Читать «Рассказы советских писателей» онлайн - страница 424

Владимир Алексеевич Солоухин

В дверях стоял живой Кнабис, живой и здоровехонький. Он обаятельно улыбался, и Жанис никак не мог принять его за выходца с того света, потому что ни одно привидение не умеет так славно улыбаться, как Кнабис.

На Кнабисе была новая рубаха с попугаями всех цветов радуги, с черным кружевным жабо, а волосы длинные, как у хиппи, и благоухал он, как цветочная клумба Амалии, потому что вылил на себя изрядное количество одеколона.

А меж тем из-за столика поднялся длинный лохматый человек с плаксивым выражением лица и произнес такие слова:

— Бога нет, и Кнабиса тоже нет. А мир мало-помалу движется к гибели, и мы не в силах этому воспрепятствовать.
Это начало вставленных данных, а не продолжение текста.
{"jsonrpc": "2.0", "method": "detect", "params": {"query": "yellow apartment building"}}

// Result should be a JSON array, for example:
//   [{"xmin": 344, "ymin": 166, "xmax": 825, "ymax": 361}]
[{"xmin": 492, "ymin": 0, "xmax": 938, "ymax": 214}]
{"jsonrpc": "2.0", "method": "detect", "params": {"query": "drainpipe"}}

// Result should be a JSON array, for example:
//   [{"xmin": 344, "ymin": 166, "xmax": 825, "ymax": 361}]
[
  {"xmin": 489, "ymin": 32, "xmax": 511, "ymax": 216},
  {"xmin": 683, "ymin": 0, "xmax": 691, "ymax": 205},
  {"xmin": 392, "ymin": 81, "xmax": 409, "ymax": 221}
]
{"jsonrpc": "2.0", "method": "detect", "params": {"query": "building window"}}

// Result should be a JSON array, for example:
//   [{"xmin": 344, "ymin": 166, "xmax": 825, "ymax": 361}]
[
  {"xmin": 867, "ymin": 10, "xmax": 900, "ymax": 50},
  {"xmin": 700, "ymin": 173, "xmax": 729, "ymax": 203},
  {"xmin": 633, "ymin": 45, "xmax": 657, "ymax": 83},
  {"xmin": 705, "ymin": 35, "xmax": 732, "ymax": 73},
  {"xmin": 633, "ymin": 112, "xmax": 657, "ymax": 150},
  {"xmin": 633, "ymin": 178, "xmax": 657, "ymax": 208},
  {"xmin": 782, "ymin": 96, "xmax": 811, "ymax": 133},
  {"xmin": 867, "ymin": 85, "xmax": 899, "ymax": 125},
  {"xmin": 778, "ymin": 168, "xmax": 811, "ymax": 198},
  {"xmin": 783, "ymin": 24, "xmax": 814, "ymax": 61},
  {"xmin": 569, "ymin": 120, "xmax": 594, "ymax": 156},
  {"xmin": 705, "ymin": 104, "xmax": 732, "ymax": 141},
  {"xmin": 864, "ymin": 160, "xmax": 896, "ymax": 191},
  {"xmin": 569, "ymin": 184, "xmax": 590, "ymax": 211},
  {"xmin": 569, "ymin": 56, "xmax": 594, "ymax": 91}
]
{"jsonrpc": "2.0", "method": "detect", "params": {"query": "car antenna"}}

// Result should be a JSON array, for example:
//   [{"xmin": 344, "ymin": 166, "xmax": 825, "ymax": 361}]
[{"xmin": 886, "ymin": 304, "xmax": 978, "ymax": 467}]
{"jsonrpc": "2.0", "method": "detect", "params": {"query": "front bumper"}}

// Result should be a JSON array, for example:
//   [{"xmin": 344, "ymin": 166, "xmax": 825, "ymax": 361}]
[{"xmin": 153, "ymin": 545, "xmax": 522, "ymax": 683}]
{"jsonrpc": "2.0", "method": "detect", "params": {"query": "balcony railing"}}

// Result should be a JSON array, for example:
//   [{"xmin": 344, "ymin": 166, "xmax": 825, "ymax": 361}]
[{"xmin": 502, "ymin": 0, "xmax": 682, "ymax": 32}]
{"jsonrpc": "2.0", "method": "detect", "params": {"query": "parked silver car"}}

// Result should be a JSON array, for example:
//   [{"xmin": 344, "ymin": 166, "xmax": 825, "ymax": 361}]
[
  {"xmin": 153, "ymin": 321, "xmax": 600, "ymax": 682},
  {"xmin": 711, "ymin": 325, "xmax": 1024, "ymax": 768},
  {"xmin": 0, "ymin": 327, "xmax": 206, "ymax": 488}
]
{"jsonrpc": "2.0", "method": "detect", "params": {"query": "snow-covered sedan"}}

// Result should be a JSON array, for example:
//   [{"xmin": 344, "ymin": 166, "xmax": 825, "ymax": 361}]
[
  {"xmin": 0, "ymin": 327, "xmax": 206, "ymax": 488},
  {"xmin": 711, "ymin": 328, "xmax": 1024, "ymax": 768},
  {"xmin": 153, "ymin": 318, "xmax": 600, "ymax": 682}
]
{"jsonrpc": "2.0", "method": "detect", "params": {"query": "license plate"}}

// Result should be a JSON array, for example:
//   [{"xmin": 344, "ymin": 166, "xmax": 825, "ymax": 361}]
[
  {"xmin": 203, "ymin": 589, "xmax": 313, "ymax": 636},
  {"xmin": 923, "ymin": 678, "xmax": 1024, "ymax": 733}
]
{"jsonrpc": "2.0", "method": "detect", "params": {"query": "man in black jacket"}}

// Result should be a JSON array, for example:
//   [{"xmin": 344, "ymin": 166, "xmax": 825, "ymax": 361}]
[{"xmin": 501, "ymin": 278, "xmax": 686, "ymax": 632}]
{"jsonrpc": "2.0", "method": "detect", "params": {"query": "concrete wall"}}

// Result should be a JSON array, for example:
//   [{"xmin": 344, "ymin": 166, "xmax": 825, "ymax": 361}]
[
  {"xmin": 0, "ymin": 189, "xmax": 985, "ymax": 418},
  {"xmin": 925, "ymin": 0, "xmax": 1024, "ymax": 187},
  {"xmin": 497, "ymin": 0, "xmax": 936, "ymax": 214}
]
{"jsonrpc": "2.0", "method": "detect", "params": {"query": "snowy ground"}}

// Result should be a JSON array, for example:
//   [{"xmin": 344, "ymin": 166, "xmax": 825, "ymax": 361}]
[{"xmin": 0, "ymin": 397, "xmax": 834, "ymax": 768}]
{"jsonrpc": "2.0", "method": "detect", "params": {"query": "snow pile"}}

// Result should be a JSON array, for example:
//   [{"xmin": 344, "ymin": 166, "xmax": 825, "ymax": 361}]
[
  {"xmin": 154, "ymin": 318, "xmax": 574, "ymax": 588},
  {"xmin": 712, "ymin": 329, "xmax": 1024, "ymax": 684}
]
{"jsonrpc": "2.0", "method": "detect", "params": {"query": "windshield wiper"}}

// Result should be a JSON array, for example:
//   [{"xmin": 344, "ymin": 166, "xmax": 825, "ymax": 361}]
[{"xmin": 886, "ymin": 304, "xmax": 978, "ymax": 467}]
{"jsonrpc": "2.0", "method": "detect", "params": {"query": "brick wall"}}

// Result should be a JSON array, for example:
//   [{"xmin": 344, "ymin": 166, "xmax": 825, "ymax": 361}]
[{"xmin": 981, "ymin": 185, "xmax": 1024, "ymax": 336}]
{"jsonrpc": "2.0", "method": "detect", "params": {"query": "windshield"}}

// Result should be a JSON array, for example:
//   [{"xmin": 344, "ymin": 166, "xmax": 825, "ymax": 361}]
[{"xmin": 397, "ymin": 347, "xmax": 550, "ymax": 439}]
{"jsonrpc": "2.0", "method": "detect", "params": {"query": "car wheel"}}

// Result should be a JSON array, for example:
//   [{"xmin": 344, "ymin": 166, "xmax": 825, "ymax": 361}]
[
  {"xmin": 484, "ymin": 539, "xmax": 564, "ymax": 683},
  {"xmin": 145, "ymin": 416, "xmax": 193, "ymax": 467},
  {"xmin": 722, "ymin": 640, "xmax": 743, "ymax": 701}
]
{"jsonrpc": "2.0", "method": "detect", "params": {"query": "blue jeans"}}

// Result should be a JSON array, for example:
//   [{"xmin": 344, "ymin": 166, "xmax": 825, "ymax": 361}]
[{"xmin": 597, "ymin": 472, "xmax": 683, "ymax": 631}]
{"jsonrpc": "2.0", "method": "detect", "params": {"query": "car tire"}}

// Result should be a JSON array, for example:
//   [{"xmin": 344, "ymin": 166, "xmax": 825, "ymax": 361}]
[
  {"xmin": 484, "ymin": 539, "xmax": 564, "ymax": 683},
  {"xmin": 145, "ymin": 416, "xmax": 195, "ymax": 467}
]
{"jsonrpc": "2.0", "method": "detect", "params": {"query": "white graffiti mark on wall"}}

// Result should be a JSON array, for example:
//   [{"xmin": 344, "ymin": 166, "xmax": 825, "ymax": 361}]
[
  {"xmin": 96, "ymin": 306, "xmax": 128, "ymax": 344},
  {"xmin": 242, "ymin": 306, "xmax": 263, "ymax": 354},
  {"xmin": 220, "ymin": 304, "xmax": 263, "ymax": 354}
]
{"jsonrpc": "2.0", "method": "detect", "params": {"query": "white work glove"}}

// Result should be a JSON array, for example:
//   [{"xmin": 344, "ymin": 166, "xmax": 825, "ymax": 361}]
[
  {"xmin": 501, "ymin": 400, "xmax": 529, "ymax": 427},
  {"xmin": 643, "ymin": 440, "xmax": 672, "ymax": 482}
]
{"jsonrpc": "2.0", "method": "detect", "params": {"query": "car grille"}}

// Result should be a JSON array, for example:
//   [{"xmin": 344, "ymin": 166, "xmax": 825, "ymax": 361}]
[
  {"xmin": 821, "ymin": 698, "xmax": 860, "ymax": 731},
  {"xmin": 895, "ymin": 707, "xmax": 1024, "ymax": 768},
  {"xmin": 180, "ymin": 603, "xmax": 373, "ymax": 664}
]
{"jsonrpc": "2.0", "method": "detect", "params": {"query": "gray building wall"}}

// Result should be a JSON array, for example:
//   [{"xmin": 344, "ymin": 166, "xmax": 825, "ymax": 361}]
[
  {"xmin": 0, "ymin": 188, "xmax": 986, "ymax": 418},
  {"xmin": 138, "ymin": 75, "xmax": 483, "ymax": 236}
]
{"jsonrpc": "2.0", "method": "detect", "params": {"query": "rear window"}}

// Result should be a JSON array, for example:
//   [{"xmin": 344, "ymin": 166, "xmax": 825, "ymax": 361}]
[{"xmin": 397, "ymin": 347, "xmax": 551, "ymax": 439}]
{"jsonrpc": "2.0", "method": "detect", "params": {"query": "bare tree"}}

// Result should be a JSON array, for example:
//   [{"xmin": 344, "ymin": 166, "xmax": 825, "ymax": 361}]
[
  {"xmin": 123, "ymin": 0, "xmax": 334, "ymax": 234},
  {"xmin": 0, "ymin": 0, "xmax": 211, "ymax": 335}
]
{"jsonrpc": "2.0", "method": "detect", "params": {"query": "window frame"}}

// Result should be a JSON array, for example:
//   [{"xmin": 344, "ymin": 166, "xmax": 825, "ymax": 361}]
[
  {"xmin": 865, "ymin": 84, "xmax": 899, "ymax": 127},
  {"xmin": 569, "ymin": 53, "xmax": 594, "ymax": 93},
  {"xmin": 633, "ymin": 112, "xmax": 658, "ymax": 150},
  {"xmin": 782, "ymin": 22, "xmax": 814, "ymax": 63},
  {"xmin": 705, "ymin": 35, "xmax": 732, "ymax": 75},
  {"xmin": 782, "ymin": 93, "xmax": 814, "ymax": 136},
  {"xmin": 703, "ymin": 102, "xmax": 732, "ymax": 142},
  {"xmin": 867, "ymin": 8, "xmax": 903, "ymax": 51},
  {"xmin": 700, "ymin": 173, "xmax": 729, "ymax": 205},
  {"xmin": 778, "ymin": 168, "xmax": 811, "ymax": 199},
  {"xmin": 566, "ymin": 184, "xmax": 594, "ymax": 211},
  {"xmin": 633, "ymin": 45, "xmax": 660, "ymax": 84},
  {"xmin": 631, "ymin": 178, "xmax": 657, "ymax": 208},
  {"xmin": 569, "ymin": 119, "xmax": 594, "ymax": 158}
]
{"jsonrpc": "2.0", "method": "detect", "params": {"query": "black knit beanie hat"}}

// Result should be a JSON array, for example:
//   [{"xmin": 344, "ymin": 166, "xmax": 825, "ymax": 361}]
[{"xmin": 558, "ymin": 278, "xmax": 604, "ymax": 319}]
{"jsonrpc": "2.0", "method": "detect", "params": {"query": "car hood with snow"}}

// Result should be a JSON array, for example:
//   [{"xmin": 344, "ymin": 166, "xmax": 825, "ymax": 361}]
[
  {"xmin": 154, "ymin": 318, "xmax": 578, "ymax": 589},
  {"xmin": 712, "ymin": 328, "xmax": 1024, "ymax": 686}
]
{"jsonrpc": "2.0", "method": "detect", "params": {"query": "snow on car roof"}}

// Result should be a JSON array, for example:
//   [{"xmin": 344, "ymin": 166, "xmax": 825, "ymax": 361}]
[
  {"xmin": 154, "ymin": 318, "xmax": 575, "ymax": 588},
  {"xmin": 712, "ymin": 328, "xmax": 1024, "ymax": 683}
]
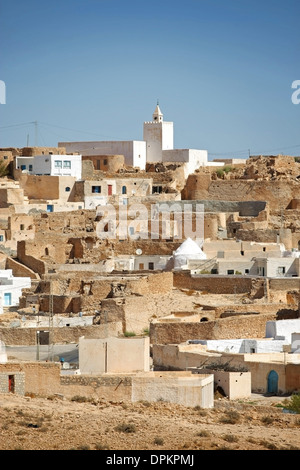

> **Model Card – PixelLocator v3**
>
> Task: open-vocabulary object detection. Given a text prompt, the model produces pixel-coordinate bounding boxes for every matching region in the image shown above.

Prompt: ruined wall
[173,271,252,294]
[150,314,276,344]
[0,323,123,346]
[0,362,60,396]
[181,178,300,210]
[5,257,39,279]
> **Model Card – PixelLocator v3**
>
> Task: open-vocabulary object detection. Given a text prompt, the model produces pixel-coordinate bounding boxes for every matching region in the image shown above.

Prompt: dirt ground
[0,394,300,452]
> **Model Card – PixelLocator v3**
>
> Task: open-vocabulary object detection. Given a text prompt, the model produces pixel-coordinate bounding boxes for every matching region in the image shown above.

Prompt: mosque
[58,103,211,177]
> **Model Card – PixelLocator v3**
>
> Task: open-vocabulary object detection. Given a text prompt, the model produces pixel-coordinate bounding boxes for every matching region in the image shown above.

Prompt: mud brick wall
[150,314,276,344]
[0,362,60,396]
[286,364,300,392]
[173,271,252,294]
[0,370,25,395]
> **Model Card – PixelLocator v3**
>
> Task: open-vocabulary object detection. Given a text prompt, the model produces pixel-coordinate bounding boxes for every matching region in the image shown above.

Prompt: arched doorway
[268,370,278,393]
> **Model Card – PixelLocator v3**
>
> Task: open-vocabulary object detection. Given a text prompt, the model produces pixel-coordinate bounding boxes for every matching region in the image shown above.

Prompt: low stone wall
[0,323,122,346]
[60,375,132,401]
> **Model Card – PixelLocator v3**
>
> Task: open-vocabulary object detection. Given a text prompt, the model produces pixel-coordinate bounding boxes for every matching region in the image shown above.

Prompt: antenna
[48,277,54,361]
[34,121,38,147]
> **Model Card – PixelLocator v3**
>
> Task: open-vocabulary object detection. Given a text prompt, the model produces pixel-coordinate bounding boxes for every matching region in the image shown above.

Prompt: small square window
[92,186,101,194]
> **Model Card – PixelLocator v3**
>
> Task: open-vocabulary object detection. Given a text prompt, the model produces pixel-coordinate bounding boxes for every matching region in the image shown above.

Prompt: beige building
[132,372,214,408]
[79,337,150,374]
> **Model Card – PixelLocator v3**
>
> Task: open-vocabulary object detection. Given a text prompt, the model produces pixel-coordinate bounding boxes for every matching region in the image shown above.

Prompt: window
[152,186,162,194]
[92,186,101,194]
[4,292,11,306]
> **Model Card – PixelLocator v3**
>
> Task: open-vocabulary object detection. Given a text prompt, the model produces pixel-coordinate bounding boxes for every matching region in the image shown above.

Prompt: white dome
[174,238,206,259]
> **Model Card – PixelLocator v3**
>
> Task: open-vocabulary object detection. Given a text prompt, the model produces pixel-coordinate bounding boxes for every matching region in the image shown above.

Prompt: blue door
[4,292,11,306]
[268,370,278,393]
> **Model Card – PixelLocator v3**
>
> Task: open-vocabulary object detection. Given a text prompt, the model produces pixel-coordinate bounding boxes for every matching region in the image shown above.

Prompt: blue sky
[0,0,300,159]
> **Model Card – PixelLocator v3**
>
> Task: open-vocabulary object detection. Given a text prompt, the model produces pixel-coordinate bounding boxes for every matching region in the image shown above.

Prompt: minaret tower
[152,100,164,122]
[143,101,174,162]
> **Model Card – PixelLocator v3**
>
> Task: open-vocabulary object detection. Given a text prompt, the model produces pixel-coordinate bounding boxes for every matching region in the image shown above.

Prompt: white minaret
[153,102,164,122]
[143,102,174,162]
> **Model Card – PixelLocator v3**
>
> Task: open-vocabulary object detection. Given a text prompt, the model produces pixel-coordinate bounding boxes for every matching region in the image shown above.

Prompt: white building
[143,104,208,177]
[0,269,31,314]
[174,238,206,269]
[16,154,82,180]
[58,104,209,177]
[58,140,146,170]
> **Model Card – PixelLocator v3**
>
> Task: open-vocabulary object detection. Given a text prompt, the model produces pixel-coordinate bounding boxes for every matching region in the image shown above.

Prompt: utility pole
[48,277,54,361]
[34,121,38,147]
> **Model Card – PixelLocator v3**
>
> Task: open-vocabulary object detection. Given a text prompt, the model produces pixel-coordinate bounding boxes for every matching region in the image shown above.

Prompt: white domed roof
[174,238,206,259]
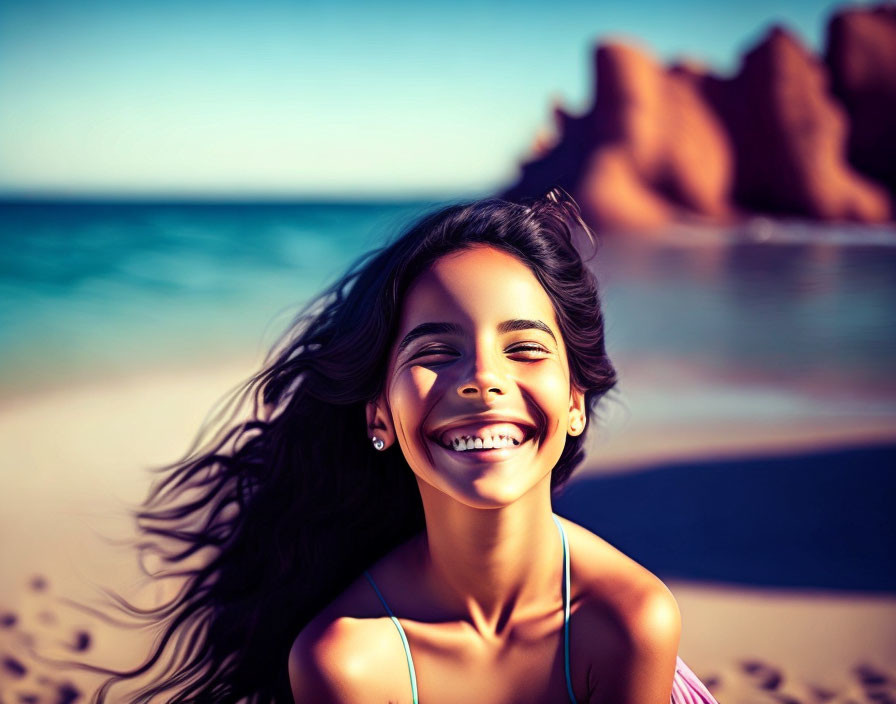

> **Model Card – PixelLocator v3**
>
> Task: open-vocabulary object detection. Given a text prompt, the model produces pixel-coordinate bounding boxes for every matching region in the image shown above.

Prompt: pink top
[670,658,719,704]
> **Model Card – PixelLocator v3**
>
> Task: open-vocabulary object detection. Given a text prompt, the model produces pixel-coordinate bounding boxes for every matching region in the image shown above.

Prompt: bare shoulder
[288,577,401,704]
[561,519,681,704]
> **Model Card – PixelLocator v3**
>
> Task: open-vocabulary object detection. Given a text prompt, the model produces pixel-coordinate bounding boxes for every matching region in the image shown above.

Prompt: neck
[419,474,563,639]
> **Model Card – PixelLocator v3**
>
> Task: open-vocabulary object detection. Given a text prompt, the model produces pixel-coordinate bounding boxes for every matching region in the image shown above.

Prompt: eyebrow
[398,318,557,352]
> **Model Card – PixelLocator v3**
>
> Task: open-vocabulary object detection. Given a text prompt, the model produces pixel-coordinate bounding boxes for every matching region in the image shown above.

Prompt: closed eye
[411,343,550,361]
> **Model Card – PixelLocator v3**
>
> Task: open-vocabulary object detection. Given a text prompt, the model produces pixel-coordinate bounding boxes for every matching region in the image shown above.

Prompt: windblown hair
[82,189,616,704]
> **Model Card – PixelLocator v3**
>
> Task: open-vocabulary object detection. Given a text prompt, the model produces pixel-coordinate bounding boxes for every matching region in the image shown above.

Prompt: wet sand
[0,364,896,704]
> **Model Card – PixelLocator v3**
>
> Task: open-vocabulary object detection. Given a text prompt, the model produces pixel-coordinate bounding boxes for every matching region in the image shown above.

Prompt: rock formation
[502,8,896,228]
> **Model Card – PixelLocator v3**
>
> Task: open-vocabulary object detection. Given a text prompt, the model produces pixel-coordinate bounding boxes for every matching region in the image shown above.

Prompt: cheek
[389,367,438,423]
[529,365,569,420]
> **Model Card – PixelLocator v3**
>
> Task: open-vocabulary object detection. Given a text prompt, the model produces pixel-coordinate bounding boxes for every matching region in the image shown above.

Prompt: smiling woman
[79,191,714,704]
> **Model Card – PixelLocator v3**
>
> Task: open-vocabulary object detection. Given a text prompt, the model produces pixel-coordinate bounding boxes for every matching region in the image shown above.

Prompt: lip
[428,434,533,462]
[426,414,536,456]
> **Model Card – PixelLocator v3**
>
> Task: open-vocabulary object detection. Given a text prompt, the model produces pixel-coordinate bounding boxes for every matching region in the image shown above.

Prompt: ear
[567,384,586,436]
[366,396,395,450]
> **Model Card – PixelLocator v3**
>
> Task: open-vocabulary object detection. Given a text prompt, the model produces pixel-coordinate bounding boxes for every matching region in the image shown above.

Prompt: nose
[457,350,507,399]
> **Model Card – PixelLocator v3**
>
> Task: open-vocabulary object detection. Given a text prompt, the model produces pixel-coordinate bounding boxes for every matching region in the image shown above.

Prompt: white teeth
[451,435,519,452]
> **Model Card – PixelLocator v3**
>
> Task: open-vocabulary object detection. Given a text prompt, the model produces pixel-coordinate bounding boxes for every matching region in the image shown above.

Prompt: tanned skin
[288,245,681,704]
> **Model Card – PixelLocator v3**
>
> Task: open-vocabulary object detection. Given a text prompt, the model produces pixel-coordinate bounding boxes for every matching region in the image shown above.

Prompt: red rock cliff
[503,8,896,227]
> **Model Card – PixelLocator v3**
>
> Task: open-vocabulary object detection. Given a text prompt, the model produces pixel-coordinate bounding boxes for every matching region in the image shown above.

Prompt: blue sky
[0,0,836,197]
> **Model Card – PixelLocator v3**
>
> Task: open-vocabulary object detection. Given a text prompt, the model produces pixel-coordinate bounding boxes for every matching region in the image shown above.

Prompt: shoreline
[0,361,896,704]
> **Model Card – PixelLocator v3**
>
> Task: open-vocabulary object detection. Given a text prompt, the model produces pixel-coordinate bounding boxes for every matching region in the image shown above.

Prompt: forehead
[401,245,556,329]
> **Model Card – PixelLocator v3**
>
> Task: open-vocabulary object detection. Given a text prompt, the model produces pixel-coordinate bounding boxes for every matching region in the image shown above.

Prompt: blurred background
[0,0,896,702]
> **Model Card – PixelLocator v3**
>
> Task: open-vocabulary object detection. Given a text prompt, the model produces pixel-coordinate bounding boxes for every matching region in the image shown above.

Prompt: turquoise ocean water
[0,201,896,428]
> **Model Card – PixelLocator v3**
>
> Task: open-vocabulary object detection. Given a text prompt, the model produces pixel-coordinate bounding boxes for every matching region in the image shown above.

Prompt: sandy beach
[0,361,896,704]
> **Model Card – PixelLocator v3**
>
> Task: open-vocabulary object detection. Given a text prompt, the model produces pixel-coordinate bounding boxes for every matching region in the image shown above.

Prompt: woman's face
[370,245,585,508]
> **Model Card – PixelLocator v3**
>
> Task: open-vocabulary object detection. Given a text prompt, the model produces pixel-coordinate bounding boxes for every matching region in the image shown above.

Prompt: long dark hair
[82,190,616,704]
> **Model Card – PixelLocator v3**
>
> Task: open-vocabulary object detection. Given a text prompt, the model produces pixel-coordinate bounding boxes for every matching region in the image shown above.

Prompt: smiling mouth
[429,427,536,455]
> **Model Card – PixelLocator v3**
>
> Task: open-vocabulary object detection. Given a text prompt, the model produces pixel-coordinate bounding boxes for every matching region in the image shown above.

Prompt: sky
[0,0,838,198]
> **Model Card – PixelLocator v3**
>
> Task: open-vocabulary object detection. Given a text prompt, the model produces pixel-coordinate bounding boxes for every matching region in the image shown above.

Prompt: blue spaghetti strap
[364,514,576,704]
[553,514,576,704]
[364,570,418,704]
Этот длинный, словно его нарочно тянули вверх, мужик со скорбным, слезливым лицом был баптистский проповедник Теодор Маритис. Последнее время он то отрицал бога, то снова его признавал. Признание и отрицание попеременно сменялись, и не было этому конца. В период признания он старался внушить (преимущественно молодым девицам), что бог существует, но почему-то его слушали одни дряхлые старушенции, с которыми он ничего иного сотворить не мог, как только собрать с них пожертвования на восстановление божьего храма, чтобы самому спокойненько дожидаться судного дня. Собрав деньги на божий храм, Теодор Маритис подолгу засиживался в «банке», пока не уяснял себе, что бога нет и рая нет, а главное — нет ада, и все то, на что следует возлагать надежды, сосредоточено именно в этом греховном мире.

Вдруг все завсегдатаи «банки» заметили в дверях Кнабиса и в один голос воскликнули:

— Кнабис! Живой!

А Теодор Маритис, увидев Кнабиса, произнес:

— Кнабис есть, а бога нет! (У него как раз начался период отрицания.) Стало быть, Кнабис — больше, чем бог, ибо бог то есть, то его опять нет, а Кнабис, он всегда есть. Значит, Кнабис наш бог, потому что он приносит нам радость. И храм у него есть — наша «банка».

Оскар Звейниек не стал воздавать Кнабису хвалу, а прямо, без обиняков, его спросил:

— Где же тебя нелегкая носила, чертушка? Мы тебя, можно сказать, земле предали!

Кнабис попросил у стариков прощения и стал рассказывать, что заделался настоящим артистом, потому что поет в столичном ресторане, сегодня у него свободный вечер выдался, вот и решил навестить старых приятелей.

А Екаб Кугениек спросил — для чего ему все это?

Кнабис ответил, что мир велик и что ему хочется попытать счастья в столице, да и лет ему немало, уже сорок, следовало бы о пенсии подумать. А здесь — какие здесь деньги? Прямо надо сказать, маловато платят, значит, если он будет продолжать работать в «банке», то пенсию получит маленькую.

Екаб Кугениек даже прикрикнул на него:

— Ну и чепуху же ты городишь, чертушка этакий!

И Кнабис согласился с ним, что и в самом деле несет чепуху, что всему причиной дела сердечные, его зазноба рассвирепела и не желает с ним иметь никаких дел.

Старики посоветовали ему не принимать неприятности близко к сердцу, а лучше что-нибудь спеть.

Насчет пения Кнабиса и упрашивать было не надо.

Он взял аккордеон и запел песню на музыку Иманта Калныня: «Ты такая хорошая, ты такая плохая, ты — моя жизнь!»